Des enseignes à la pointe de la mode, comme Zara et COS, mettent en place leurs propres laboratoires pour tester ces idées.

Les initiatives « Join Life » et « Pre-Owned » de Zara sont axées sur les programmes de reprise, la revente et les tissus recyclés.

COS teste actuellement des plateformes de découpe de patrons « zéro déchet » et de revente, tout en explorant la circularité sous l'angle du minimalisme en matière de design.

La technologie permet de mettre en œuvre l'économie circulaire à grande échelle

Des entreprises innovantes telles que Renewcell, Resortecs et Worn Again Technologies relèvent certains des défis les plus complexes du secteur de la mode en matière de recyclage : de la fabrication de fibres à partir de vieux vêtements en coton au développement de coutures solubles, en passant par le traitement de tissus mélangés comme le poly-coton.

Ces technologies permettent de lever des obstacles de longue date, permettant ainsi aux systèmes circulaires de fonctionner au-delà du stade du prototype.

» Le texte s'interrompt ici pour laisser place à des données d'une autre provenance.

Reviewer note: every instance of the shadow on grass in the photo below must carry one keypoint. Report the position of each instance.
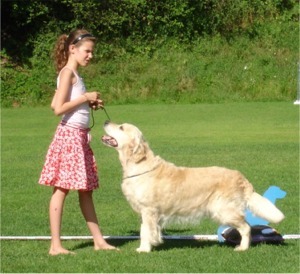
(166, 245)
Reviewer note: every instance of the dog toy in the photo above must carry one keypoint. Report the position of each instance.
(260, 231)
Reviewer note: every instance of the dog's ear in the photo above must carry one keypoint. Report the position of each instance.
(139, 150)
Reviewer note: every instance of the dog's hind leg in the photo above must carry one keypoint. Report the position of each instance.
(150, 231)
(237, 221)
(245, 232)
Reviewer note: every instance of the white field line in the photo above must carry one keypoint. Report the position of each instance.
(191, 237)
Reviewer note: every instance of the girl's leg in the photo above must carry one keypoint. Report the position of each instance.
(89, 213)
(55, 213)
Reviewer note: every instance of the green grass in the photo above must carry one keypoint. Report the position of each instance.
(259, 139)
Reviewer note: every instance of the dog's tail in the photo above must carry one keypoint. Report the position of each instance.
(263, 208)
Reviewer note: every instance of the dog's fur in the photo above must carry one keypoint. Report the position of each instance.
(160, 191)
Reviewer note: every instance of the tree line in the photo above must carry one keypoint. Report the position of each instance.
(122, 21)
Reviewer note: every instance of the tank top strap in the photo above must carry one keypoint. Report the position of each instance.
(75, 73)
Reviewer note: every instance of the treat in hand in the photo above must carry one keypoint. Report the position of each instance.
(95, 105)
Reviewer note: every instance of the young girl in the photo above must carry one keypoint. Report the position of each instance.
(70, 163)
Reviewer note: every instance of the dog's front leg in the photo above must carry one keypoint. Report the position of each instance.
(149, 231)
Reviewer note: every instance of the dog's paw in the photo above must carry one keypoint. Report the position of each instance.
(143, 250)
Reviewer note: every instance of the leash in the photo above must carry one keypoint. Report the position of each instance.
(93, 119)
(135, 175)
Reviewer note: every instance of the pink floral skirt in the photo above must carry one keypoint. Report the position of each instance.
(70, 162)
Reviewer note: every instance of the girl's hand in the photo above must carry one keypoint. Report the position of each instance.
(97, 104)
(92, 96)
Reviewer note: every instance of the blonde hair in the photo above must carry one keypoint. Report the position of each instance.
(61, 49)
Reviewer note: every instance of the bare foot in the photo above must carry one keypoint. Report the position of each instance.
(61, 250)
(105, 246)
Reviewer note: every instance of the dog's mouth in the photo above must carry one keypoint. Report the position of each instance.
(109, 141)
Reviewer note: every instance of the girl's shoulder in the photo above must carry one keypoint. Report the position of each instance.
(68, 73)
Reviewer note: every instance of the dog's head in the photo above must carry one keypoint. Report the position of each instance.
(127, 139)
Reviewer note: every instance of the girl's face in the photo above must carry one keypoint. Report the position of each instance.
(83, 53)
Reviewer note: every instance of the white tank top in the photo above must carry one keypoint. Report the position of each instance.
(80, 116)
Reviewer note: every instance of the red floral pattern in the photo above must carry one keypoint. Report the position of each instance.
(70, 162)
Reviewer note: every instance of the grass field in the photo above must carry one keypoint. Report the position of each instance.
(259, 139)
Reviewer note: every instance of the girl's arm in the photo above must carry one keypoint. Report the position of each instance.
(61, 103)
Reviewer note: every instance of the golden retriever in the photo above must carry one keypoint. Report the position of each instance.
(161, 192)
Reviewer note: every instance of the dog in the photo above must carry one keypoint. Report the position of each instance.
(161, 192)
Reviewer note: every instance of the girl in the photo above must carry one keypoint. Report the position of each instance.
(70, 163)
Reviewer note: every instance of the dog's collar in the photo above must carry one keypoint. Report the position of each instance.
(135, 175)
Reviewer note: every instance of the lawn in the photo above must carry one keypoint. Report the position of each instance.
(259, 139)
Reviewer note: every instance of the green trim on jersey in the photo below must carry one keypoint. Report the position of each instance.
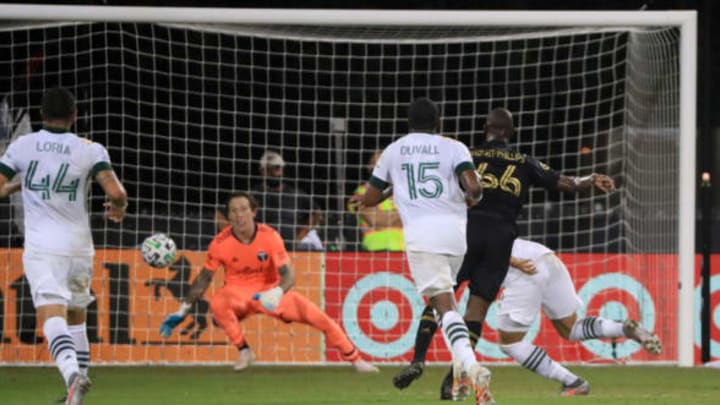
(56, 130)
(464, 166)
(99, 166)
(378, 183)
(7, 171)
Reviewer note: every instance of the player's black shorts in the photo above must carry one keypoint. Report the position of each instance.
(488, 253)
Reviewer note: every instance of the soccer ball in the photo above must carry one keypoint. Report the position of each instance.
(159, 250)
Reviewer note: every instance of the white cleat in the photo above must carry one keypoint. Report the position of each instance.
(79, 386)
(462, 383)
(648, 340)
(480, 377)
(362, 366)
(246, 359)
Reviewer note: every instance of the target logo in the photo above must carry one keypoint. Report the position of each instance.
(616, 296)
(372, 314)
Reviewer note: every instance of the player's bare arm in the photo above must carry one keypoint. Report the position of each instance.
(570, 184)
(470, 181)
(527, 266)
(287, 277)
(115, 192)
(372, 197)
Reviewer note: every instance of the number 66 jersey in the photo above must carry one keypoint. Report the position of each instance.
(506, 178)
(55, 168)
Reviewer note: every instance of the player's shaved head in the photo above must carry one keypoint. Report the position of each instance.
(499, 125)
(423, 116)
(241, 194)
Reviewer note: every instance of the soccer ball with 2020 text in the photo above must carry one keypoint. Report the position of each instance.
(159, 250)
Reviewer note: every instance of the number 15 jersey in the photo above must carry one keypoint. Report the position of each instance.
(423, 169)
(55, 169)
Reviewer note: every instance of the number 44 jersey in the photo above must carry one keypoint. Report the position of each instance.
(506, 177)
(55, 168)
(423, 170)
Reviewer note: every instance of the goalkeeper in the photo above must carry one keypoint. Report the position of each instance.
(258, 278)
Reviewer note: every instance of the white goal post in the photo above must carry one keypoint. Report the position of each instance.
(684, 21)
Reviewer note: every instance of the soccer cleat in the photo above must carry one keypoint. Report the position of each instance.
(79, 386)
(362, 366)
(462, 383)
(446, 387)
(246, 359)
(577, 388)
(406, 376)
(649, 341)
(480, 377)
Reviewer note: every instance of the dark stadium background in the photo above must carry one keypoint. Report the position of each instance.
(240, 165)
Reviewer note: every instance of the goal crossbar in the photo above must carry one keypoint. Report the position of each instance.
(685, 21)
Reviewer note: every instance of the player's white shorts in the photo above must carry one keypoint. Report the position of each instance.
(523, 295)
(59, 280)
(433, 273)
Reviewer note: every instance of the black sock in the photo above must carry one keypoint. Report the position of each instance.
(425, 333)
(475, 329)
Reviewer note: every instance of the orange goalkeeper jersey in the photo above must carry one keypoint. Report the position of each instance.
(253, 266)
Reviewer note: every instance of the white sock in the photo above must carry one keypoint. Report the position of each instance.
(596, 327)
(537, 360)
(82, 346)
(61, 346)
(457, 336)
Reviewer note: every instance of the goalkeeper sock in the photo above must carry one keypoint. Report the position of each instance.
(456, 335)
(82, 346)
(596, 327)
(425, 333)
(62, 347)
(537, 360)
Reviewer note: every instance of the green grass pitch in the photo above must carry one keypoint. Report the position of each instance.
(342, 386)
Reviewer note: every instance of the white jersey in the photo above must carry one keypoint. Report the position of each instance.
(55, 169)
(525, 249)
(423, 169)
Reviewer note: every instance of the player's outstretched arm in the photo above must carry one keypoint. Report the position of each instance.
(525, 265)
(115, 192)
(270, 299)
(570, 184)
(198, 287)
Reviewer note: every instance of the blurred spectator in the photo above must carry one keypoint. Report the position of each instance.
(289, 210)
(381, 225)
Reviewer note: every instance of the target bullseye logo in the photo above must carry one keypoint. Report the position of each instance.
(369, 320)
(628, 288)
(487, 347)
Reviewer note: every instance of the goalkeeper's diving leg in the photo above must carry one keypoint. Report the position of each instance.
(296, 308)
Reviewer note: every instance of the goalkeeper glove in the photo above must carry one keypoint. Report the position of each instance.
(270, 298)
(174, 319)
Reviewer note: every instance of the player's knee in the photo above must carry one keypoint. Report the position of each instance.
(510, 330)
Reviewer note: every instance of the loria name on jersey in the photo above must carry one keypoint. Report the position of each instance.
(419, 149)
(56, 147)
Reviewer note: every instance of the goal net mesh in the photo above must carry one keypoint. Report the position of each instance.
(187, 111)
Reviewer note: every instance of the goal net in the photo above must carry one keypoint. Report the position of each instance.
(187, 110)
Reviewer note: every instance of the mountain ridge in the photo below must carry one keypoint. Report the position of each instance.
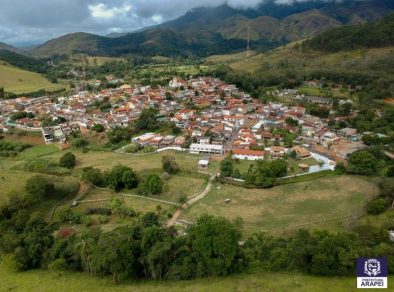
(223, 29)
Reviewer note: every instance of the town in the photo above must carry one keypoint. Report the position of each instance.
(212, 117)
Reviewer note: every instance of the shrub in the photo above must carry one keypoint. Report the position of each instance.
(67, 160)
(100, 211)
(377, 206)
(98, 128)
(80, 143)
(93, 176)
(169, 164)
(151, 185)
(39, 187)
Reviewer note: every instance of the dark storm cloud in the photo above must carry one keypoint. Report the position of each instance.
(40, 20)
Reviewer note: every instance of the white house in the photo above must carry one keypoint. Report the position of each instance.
(246, 154)
(206, 148)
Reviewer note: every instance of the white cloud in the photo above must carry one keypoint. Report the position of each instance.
(157, 18)
(101, 11)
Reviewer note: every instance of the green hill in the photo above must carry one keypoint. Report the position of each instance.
(222, 29)
(369, 35)
(19, 81)
(69, 44)
(5, 47)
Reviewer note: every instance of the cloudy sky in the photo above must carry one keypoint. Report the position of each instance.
(34, 21)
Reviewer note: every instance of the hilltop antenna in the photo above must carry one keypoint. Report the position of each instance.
(248, 43)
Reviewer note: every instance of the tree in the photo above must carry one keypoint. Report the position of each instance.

Perspectives d'avenir : ce que l'avenir exige

La mode circulaire n'est plus un simple idéal à atteindre : c'est une capacité interne qu'il faut intégrer à votre modèle économique. Mais pour la déployer à grande échelle, il faut plus que de bonnes intentions ou des projets ponctuels. Cela nécessite des investissements, une collaboration et une refonte de l'ensemble de la chaîne de valeur.

Les marques qui prospéreront dans ce nouveau contexte seront celles qui intégreront la circularité dans leur ADN – non pas comme un outil marketing, mais comme un modèle économique. De la législation à la demande des consommateurs, le message est clair :

La circularité n'est plus une option. L'avenir de la mode en dépend.